The next day, the Supreme Court on its own initiative issues a writ of habeas corpus ordering that O’Connor be released and enjoining any further proceedings against her. The writ is unanimous and per curiam, and no rationale is given. (Speculation is either that the Justices are fond of their former colleague, or that she agreed to tell them where to find Lincoln’s gold.)
You’re Sheriff Joe Arpaio. You’re holding an order that you know was issued with no briefing and no process, that conforms to no recognized procedure and no prior substantive law. Do you ignore it? If so, by what authority, and on what grounds? If the Supreme Court is not the final arbiter of the law in this case, who is?
This thread is deteriorating into people shouting past one another for a reason that is endemic to hypotheticals. One side is essentially asking the other to argue a rational process after something magic has happened. The Supreme Court going rogue is the equivalent of magic. Once that happens, any outcome can be plausibly argued and none can be rationally defended. In the extremely unlikely chance of it occurring in reality, the outcome would depend absolutely entirely on the specifics of the event, not on any rationale that was argued previously.
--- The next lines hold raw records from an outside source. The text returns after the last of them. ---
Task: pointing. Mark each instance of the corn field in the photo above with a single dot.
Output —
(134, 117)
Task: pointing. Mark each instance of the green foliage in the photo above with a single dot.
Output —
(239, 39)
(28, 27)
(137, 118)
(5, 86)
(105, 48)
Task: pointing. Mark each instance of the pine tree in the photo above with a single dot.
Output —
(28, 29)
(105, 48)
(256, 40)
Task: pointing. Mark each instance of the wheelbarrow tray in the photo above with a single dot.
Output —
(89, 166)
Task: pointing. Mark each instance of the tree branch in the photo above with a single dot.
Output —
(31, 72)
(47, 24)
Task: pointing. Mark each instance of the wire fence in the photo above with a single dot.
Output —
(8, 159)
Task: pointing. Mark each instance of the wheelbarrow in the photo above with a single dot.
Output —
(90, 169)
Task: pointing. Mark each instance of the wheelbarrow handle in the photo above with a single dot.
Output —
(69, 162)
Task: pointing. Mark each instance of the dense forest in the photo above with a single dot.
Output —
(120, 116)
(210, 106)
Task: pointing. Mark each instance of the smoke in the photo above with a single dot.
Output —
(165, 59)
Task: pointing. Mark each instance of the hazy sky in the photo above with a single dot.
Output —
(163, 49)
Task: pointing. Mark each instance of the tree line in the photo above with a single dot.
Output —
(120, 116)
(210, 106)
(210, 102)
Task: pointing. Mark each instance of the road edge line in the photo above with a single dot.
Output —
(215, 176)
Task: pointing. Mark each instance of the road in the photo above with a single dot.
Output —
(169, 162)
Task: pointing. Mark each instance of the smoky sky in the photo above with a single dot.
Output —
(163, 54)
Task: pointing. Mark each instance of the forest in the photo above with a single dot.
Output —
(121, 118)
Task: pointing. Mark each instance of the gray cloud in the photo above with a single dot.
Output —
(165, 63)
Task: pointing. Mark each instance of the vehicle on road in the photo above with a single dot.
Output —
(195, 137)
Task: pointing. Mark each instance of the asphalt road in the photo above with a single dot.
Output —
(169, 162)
And that’s why “the Supreme Court is the ultimate arbiter of the Constitution” is only a half-truth. It becomes true if and only if you append the qualifier, “under ordinary circumstances and the standard procedures of the legal system.” If you remove that clause, the statement by itself becomes meaningless because it exists in a free-floating non-reality. And that’s true in theory as much as in practice. A “free-floating non-reality” is essentially magic.
If you throw out magic, you’re left with the Constitution. And the Constitution posits three co-equal branches of government. They are deferred to by each other as established in custom and law, but can clash because none of them are final under the Constitution.
For me, that undercuts whatever arguments brazil84 and Tom Tildrum are trying to make. The answer to, “Yeah, but what if something impossible happens, huh?” is, “whatever you want the answer to be.” In the realm of the possible, we’ve reached the limits of rational answers, let alone factual GQ answers.